Dalam pengalaman komunitas awal Nabi Muhammad Saw, mereka adalah orang-orang munafik. Mereka hidup menyatu dengan Nabi Saw, berdampingan, menampakkan kebaikan dan persahabatan. Tetapi di belakang, sejatinya, mereka ingkar, memusuhi, dan selalu menebar ujaran kebencian.
Di awal surat al-Baqarah ini, ada 13 ayat yang membicarakan ciri-ciri orang-orang munafik. Di samping itu, ada surat khusus yang turun dan bercerita tentang mereka, yaitu surat ke-63, dengan nama mereka, “orang-orang munafik” (al-Munafiquun). Di awal al-Baqarah ini, pembicaraan mereka, dimuali dari ayat ke-8 sampai ayat ke-20.
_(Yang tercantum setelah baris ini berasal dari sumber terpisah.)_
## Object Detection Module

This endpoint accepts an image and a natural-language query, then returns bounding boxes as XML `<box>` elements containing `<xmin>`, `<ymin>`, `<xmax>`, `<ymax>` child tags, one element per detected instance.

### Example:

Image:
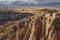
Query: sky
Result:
<box><xmin>0</xmin><ymin>0</ymin><xmax>60</xmax><ymax>3</ymax></box>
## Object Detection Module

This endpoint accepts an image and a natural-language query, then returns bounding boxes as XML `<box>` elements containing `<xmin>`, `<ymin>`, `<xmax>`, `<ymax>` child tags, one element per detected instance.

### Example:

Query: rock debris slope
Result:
<box><xmin>0</xmin><ymin>9</ymin><xmax>60</xmax><ymax>40</ymax></box>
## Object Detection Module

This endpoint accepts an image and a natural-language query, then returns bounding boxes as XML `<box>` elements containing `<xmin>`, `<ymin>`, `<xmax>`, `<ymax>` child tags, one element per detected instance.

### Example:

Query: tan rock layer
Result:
<box><xmin>0</xmin><ymin>8</ymin><xmax>60</xmax><ymax>40</ymax></box>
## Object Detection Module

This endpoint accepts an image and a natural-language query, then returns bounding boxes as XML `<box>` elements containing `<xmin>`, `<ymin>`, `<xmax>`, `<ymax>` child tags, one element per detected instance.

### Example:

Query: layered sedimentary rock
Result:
<box><xmin>0</xmin><ymin>9</ymin><xmax>60</xmax><ymax>40</ymax></box>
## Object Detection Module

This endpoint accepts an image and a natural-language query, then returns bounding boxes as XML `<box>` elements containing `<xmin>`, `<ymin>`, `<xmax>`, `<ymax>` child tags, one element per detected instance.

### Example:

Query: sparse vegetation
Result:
<box><xmin>0</xmin><ymin>8</ymin><xmax>60</xmax><ymax>40</ymax></box>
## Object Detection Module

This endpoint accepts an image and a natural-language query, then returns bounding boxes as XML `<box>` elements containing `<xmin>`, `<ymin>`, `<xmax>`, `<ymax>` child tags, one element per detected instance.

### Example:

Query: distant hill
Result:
<box><xmin>0</xmin><ymin>1</ymin><xmax>60</xmax><ymax>7</ymax></box>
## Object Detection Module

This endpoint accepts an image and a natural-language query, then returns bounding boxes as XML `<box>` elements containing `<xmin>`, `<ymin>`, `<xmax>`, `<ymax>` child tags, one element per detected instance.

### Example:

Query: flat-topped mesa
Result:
<box><xmin>0</xmin><ymin>9</ymin><xmax>60</xmax><ymax>40</ymax></box>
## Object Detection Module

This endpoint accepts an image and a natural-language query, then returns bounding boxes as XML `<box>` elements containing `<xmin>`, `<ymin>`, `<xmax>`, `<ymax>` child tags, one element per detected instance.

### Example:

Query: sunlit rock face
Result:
<box><xmin>0</xmin><ymin>9</ymin><xmax>60</xmax><ymax>40</ymax></box>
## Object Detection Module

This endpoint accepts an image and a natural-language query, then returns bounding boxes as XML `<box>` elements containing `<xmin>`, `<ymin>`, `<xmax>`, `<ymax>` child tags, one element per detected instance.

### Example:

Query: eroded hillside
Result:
<box><xmin>0</xmin><ymin>9</ymin><xmax>60</xmax><ymax>40</ymax></box>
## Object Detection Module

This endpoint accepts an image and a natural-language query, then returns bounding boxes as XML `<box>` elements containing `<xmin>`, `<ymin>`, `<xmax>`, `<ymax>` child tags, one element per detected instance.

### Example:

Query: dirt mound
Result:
<box><xmin>0</xmin><ymin>9</ymin><xmax>60</xmax><ymax>40</ymax></box>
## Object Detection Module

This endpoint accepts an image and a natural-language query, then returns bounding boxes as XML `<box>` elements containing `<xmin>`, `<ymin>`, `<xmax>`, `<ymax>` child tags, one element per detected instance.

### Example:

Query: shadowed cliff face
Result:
<box><xmin>0</xmin><ymin>9</ymin><xmax>60</xmax><ymax>40</ymax></box>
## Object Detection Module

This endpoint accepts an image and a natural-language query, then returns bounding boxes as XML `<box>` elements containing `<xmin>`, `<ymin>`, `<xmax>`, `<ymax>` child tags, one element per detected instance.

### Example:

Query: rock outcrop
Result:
<box><xmin>0</xmin><ymin>9</ymin><xmax>60</xmax><ymax>40</ymax></box>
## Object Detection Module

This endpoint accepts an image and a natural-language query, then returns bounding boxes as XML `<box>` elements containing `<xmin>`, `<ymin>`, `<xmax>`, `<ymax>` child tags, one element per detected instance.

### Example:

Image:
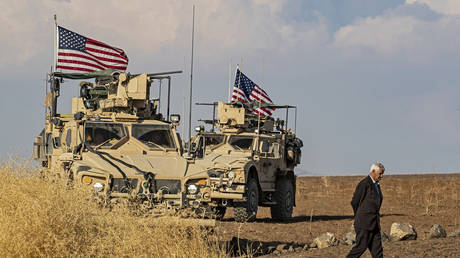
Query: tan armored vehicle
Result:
<box><xmin>189</xmin><ymin>102</ymin><xmax>303</xmax><ymax>222</ymax></box>
<box><xmin>33</xmin><ymin>71</ymin><xmax>216</xmax><ymax>215</ymax></box>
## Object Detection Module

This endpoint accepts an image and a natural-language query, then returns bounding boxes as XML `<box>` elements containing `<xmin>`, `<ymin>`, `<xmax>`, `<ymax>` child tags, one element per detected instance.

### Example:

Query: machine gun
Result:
<box><xmin>195</xmin><ymin>101</ymin><xmax>297</xmax><ymax>132</ymax></box>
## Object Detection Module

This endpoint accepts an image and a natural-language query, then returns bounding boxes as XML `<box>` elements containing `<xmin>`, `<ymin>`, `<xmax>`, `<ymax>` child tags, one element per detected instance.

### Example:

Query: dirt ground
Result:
<box><xmin>216</xmin><ymin>174</ymin><xmax>460</xmax><ymax>257</ymax></box>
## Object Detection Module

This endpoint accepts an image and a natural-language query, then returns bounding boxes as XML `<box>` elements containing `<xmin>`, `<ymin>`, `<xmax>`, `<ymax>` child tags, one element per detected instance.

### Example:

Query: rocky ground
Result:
<box><xmin>216</xmin><ymin>174</ymin><xmax>460</xmax><ymax>257</ymax></box>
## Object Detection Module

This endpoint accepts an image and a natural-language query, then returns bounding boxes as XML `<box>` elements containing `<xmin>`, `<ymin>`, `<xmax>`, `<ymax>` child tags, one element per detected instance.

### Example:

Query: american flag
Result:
<box><xmin>231</xmin><ymin>68</ymin><xmax>275</xmax><ymax>116</ymax></box>
<box><xmin>56</xmin><ymin>26</ymin><xmax>128</xmax><ymax>72</ymax></box>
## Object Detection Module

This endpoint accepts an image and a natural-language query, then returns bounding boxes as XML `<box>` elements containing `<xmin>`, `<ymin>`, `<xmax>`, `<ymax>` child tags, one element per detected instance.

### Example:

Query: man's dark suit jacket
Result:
<box><xmin>351</xmin><ymin>176</ymin><xmax>383</xmax><ymax>230</ymax></box>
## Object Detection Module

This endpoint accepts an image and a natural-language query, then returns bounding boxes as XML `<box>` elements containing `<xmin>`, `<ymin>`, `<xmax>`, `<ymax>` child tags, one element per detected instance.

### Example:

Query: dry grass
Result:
<box><xmin>0</xmin><ymin>161</ymin><xmax>228</xmax><ymax>257</ymax></box>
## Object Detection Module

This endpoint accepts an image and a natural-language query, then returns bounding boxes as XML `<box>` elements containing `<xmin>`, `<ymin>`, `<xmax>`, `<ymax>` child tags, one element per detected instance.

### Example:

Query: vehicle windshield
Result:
<box><xmin>204</xmin><ymin>134</ymin><xmax>225</xmax><ymax>148</ymax></box>
<box><xmin>228</xmin><ymin>135</ymin><xmax>254</xmax><ymax>150</ymax></box>
<box><xmin>85</xmin><ymin>122</ymin><xmax>126</xmax><ymax>147</ymax></box>
<box><xmin>132</xmin><ymin>124</ymin><xmax>176</xmax><ymax>149</ymax></box>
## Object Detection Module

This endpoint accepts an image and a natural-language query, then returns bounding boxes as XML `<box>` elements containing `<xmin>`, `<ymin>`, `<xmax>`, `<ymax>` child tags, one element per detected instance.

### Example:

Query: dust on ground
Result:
<box><xmin>216</xmin><ymin>174</ymin><xmax>460</xmax><ymax>257</ymax></box>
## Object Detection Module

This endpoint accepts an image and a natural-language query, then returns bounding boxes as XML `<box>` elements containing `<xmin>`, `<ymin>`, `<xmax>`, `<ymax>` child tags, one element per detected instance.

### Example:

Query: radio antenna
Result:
<box><xmin>188</xmin><ymin>5</ymin><xmax>195</xmax><ymax>140</ymax></box>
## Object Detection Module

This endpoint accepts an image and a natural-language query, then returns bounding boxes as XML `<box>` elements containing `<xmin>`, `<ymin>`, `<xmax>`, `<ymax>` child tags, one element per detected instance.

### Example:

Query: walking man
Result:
<box><xmin>347</xmin><ymin>162</ymin><xmax>385</xmax><ymax>257</ymax></box>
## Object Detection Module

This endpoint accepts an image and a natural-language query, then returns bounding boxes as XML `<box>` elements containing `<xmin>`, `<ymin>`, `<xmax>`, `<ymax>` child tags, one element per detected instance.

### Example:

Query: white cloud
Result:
<box><xmin>334</xmin><ymin>3</ymin><xmax>460</xmax><ymax>62</ymax></box>
<box><xmin>0</xmin><ymin>0</ymin><xmax>328</xmax><ymax>72</ymax></box>
<box><xmin>406</xmin><ymin>0</ymin><xmax>460</xmax><ymax>14</ymax></box>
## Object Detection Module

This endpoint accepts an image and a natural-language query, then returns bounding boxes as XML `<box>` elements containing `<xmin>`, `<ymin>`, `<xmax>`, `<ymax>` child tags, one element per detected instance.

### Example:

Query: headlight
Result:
<box><xmin>169</xmin><ymin>114</ymin><xmax>180</xmax><ymax>123</ymax></box>
<box><xmin>93</xmin><ymin>182</ymin><xmax>104</xmax><ymax>192</ymax></box>
<box><xmin>187</xmin><ymin>185</ymin><xmax>198</xmax><ymax>194</ymax></box>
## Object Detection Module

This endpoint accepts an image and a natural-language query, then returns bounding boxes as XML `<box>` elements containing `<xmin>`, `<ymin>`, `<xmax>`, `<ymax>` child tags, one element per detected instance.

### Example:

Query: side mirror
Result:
<box><xmin>169</xmin><ymin>114</ymin><xmax>180</xmax><ymax>125</ymax></box>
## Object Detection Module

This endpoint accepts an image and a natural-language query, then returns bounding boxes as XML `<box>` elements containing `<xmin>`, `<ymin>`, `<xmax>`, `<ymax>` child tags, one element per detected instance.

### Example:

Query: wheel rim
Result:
<box><xmin>284</xmin><ymin>191</ymin><xmax>292</xmax><ymax>213</ymax></box>
<box><xmin>249</xmin><ymin>190</ymin><xmax>257</xmax><ymax>213</ymax></box>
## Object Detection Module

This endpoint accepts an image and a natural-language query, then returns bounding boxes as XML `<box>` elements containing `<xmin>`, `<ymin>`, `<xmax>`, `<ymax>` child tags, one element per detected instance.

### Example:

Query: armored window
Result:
<box><xmin>205</xmin><ymin>134</ymin><xmax>225</xmax><ymax>148</ymax></box>
<box><xmin>228</xmin><ymin>135</ymin><xmax>253</xmax><ymax>150</ymax></box>
<box><xmin>132</xmin><ymin>124</ymin><xmax>176</xmax><ymax>149</ymax></box>
<box><xmin>85</xmin><ymin>122</ymin><xmax>126</xmax><ymax>148</ymax></box>
<box><xmin>65</xmin><ymin>129</ymin><xmax>72</xmax><ymax>147</ymax></box>
<box><xmin>260</xmin><ymin>141</ymin><xmax>270</xmax><ymax>152</ymax></box>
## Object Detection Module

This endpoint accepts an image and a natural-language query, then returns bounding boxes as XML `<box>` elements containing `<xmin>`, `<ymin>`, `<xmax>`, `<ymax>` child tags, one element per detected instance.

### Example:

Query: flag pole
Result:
<box><xmin>228</xmin><ymin>58</ymin><xmax>232</xmax><ymax>103</ymax></box>
<box><xmin>52</xmin><ymin>14</ymin><xmax>58</xmax><ymax>73</ymax></box>
<box><xmin>188</xmin><ymin>5</ymin><xmax>195</xmax><ymax>140</ymax></box>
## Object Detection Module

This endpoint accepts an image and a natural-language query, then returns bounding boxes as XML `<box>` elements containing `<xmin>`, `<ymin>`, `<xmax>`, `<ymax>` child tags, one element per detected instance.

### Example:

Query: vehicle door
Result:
<box><xmin>259</xmin><ymin>137</ymin><xmax>280</xmax><ymax>190</ymax></box>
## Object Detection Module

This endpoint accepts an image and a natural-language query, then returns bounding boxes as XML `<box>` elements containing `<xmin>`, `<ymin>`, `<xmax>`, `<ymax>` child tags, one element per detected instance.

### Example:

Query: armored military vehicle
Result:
<box><xmin>33</xmin><ymin>70</ymin><xmax>201</xmax><ymax>213</ymax></box>
<box><xmin>188</xmin><ymin>102</ymin><xmax>303</xmax><ymax>222</ymax></box>
<box><xmin>33</xmin><ymin>71</ymin><xmax>302</xmax><ymax>221</ymax></box>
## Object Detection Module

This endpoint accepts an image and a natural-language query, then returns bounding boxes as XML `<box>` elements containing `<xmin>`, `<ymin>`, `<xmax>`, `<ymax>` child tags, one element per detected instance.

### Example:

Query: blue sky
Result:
<box><xmin>0</xmin><ymin>0</ymin><xmax>460</xmax><ymax>175</ymax></box>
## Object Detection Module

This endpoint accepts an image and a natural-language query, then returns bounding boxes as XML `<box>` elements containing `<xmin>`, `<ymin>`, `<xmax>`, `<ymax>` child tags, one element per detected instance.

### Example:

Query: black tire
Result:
<box><xmin>270</xmin><ymin>177</ymin><xmax>295</xmax><ymax>221</ymax></box>
<box><xmin>215</xmin><ymin>206</ymin><xmax>227</xmax><ymax>220</ymax></box>
<box><xmin>233</xmin><ymin>178</ymin><xmax>259</xmax><ymax>222</ymax></box>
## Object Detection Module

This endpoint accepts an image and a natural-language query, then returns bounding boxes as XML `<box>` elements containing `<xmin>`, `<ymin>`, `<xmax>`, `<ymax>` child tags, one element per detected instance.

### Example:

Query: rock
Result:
<box><xmin>380</xmin><ymin>231</ymin><xmax>390</xmax><ymax>242</ymax></box>
<box><xmin>276</xmin><ymin>244</ymin><xmax>286</xmax><ymax>251</ymax></box>
<box><xmin>428</xmin><ymin>224</ymin><xmax>447</xmax><ymax>239</ymax></box>
<box><xmin>390</xmin><ymin>222</ymin><xmax>417</xmax><ymax>241</ymax></box>
<box><xmin>448</xmin><ymin>229</ymin><xmax>460</xmax><ymax>237</ymax></box>
<box><xmin>343</xmin><ymin>232</ymin><xmax>356</xmax><ymax>245</ymax></box>
<box><xmin>313</xmin><ymin>232</ymin><xmax>339</xmax><ymax>249</ymax></box>
<box><xmin>350</xmin><ymin>224</ymin><xmax>356</xmax><ymax>234</ymax></box>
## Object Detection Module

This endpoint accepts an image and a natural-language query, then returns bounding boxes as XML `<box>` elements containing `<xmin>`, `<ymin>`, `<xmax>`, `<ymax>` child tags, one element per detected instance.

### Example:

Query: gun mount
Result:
<box><xmin>196</xmin><ymin>101</ymin><xmax>297</xmax><ymax>133</ymax></box>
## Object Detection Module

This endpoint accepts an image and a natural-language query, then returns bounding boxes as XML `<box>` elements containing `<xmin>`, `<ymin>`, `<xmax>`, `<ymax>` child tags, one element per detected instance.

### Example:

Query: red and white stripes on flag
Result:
<box><xmin>56</xmin><ymin>26</ymin><xmax>128</xmax><ymax>72</ymax></box>
<box><xmin>231</xmin><ymin>68</ymin><xmax>275</xmax><ymax>116</ymax></box>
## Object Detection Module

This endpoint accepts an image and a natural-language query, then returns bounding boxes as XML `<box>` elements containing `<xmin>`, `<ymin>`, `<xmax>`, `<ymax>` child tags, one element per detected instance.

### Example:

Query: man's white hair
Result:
<box><xmin>369</xmin><ymin>162</ymin><xmax>385</xmax><ymax>173</ymax></box>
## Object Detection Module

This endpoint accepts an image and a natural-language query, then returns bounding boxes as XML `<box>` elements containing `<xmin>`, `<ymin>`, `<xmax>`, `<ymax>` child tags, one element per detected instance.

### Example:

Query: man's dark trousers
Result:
<box><xmin>347</xmin><ymin>176</ymin><xmax>383</xmax><ymax>257</ymax></box>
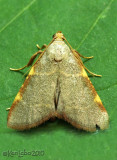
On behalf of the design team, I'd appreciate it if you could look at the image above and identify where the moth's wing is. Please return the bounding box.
[57,52,108,131]
[7,53,57,130]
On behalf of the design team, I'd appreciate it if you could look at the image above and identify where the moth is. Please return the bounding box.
[7,31,109,132]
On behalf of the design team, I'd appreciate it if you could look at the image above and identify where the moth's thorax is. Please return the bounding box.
[47,40,70,62]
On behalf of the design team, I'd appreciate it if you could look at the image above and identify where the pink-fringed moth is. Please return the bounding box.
[7,31,109,132]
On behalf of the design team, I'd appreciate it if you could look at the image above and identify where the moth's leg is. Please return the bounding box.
[36,44,47,50]
[83,64,102,77]
[10,51,42,71]
[75,50,93,59]
[6,108,10,111]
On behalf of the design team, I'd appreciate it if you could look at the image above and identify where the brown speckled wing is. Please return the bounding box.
[7,53,57,130]
[57,49,108,131]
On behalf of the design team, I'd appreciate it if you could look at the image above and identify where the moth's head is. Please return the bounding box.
[53,31,64,39]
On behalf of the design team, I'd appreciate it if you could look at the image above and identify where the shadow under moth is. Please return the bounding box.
[7,31,109,132]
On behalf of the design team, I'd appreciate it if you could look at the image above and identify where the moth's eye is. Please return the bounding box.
[52,34,55,38]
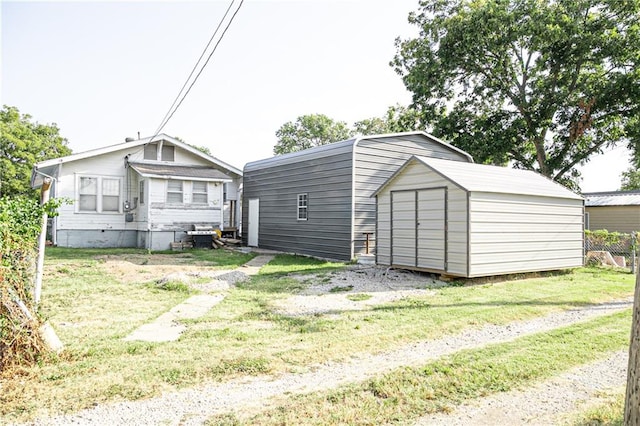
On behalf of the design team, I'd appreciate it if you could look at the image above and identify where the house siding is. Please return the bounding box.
[43,136,241,250]
[585,206,640,233]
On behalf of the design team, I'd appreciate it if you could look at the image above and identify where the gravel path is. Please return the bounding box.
[23,299,632,425]
[416,351,629,426]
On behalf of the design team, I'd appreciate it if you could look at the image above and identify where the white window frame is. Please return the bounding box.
[142,142,158,161]
[138,180,146,204]
[160,144,176,163]
[166,179,184,204]
[191,180,209,204]
[297,192,309,221]
[75,174,122,214]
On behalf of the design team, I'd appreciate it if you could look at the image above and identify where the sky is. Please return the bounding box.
[0,0,628,192]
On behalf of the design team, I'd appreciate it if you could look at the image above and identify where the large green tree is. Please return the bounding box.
[620,167,640,191]
[273,114,353,155]
[0,105,71,197]
[353,105,424,135]
[392,0,640,187]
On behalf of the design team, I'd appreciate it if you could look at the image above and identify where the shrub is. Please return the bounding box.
[0,197,64,371]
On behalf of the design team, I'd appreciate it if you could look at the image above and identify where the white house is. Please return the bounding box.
[31,134,242,250]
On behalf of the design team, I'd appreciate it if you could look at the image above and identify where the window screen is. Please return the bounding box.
[191,182,208,204]
[298,194,309,220]
[144,143,158,160]
[78,177,98,212]
[161,145,175,161]
[167,180,183,203]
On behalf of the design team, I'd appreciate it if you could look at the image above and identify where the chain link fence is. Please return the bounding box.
[584,230,639,273]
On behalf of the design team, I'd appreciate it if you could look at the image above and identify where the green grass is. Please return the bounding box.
[0,248,634,423]
[209,311,630,425]
[573,389,625,426]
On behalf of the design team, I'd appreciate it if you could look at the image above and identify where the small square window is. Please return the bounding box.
[140,180,144,204]
[144,143,158,160]
[78,177,98,212]
[161,145,175,161]
[167,180,184,204]
[191,182,209,204]
[298,194,309,220]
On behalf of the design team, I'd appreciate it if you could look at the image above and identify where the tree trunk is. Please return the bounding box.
[624,274,640,426]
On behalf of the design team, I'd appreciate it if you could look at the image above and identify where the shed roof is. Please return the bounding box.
[582,191,640,207]
[129,163,232,181]
[244,131,473,171]
[374,156,582,200]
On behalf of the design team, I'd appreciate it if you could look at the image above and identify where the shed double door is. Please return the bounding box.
[391,188,447,271]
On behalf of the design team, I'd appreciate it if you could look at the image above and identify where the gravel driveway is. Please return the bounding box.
[23,299,632,425]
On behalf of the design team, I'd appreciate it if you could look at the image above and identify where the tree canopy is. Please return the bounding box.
[273,109,421,155]
[620,167,640,191]
[0,105,71,197]
[273,114,353,155]
[391,0,640,188]
[353,105,423,135]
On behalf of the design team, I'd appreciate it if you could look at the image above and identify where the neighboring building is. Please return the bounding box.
[242,132,473,260]
[375,157,584,277]
[582,191,640,233]
[32,134,242,250]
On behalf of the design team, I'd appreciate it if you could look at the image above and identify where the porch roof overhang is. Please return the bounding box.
[129,163,233,182]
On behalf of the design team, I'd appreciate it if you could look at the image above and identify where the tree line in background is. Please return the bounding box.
[274,0,640,189]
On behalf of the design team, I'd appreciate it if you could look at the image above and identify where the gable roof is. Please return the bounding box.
[129,163,233,181]
[582,190,640,207]
[374,156,582,200]
[31,133,242,188]
[244,131,473,171]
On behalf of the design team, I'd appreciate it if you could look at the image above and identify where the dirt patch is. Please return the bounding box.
[96,254,216,283]
[273,265,446,316]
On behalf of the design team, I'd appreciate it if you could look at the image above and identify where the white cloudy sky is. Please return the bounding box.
[0,0,627,191]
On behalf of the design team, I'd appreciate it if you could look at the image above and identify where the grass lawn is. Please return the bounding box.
[0,249,634,423]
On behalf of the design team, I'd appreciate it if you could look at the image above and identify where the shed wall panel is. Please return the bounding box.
[376,164,467,276]
[585,206,640,233]
[469,192,583,276]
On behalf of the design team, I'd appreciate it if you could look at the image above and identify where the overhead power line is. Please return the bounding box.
[150,0,244,141]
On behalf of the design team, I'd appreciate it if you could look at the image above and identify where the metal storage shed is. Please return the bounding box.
[582,190,640,234]
[374,156,584,278]
[242,132,473,260]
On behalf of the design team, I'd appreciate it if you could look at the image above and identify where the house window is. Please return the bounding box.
[144,143,158,160]
[161,145,176,161]
[140,180,144,204]
[78,177,98,212]
[78,176,121,213]
[298,194,309,220]
[102,178,120,212]
[167,180,183,204]
[191,182,208,204]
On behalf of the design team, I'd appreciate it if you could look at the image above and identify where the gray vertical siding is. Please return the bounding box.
[242,144,352,260]
[242,133,471,260]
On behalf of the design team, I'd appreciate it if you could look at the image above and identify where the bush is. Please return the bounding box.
[0,197,64,371]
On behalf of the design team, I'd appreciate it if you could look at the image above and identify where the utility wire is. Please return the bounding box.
[149,0,244,141]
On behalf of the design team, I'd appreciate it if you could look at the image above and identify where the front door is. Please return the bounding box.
[391,188,447,271]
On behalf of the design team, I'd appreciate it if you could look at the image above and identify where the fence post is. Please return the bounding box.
[631,232,638,274]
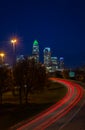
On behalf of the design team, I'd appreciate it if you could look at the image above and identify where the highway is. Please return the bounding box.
[13,78,84,130]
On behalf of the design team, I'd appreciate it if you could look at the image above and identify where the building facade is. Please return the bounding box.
[32,40,39,62]
[43,47,51,67]
[59,57,64,69]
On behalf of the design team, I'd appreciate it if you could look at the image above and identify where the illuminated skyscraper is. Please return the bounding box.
[51,57,58,71]
[59,57,64,69]
[32,40,39,62]
[43,47,51,67]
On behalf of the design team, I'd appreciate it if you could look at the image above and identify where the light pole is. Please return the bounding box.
[0,52,5,64]
[11,38,17,65]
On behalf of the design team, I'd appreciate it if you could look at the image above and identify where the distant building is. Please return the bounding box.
[43,47,51,67]
[59,57,64,69]
[32,40,39,62]
[16,55,25,62]
[51,57,58,72]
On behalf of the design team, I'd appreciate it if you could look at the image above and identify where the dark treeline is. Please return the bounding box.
[0,58,47,104]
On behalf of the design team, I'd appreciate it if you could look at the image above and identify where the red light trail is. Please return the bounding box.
[17,78,84,130]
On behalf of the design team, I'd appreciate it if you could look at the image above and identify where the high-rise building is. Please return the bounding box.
[32,40,39,62]
[16,55,25,62]
[59,57,64,69]
[51,57,58,72]
[43,47,51,67]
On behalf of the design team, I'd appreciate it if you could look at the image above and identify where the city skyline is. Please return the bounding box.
[0,0,85,68]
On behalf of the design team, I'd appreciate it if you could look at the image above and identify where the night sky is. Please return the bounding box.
[0,0,85,67]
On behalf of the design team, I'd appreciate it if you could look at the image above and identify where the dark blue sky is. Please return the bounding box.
[0,0,85,67]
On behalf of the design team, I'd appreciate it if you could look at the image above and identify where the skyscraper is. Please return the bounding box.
[59,57,64,69]
[43,47,51,67]
[32,40,39,62]
[51,57,58,71]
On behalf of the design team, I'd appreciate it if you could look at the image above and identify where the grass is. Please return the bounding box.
[0,82,67,130]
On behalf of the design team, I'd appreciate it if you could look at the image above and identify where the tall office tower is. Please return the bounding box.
[32,40,39,62]
[51,57,58,72]
[43,47,51,67]
[59,57,64,69]
[16,55,25,63]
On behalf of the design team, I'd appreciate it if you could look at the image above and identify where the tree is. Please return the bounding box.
[0,66,10,103]
[14,58,46,103]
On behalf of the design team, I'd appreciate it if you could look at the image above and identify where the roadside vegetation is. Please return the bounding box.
[0,58,67,130]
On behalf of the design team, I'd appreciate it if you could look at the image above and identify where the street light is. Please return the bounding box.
[0,52,5,64]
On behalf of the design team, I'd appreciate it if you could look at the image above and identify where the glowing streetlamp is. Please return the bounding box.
[0,52,5,63]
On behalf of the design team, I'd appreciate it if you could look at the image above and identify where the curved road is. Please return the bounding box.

Ciri-ciri dari mereka, seperti yang digambarkan ayat-ayat ini, adalah mengklaim keimanan (ayat 8 dan 9), mengklaim melakukan kebaikan untuk penduduk bumi (ayat 10 dan 11), menuduh orang lain, di luar diri mereka, sebagai bodoh dan tidak bermartabat (ayat 13), bermuka dua, atau berbeda perkataan antara di depan suatu kelompok dan kelompok yang lain (ayat 14), suka menghina dan merendahkan orang lain (ayat 14 dan 15), mencampakkan panduan hidup (hidayah) dan memilih hal-hal pragmatis yang menyesatkan (ayat 16).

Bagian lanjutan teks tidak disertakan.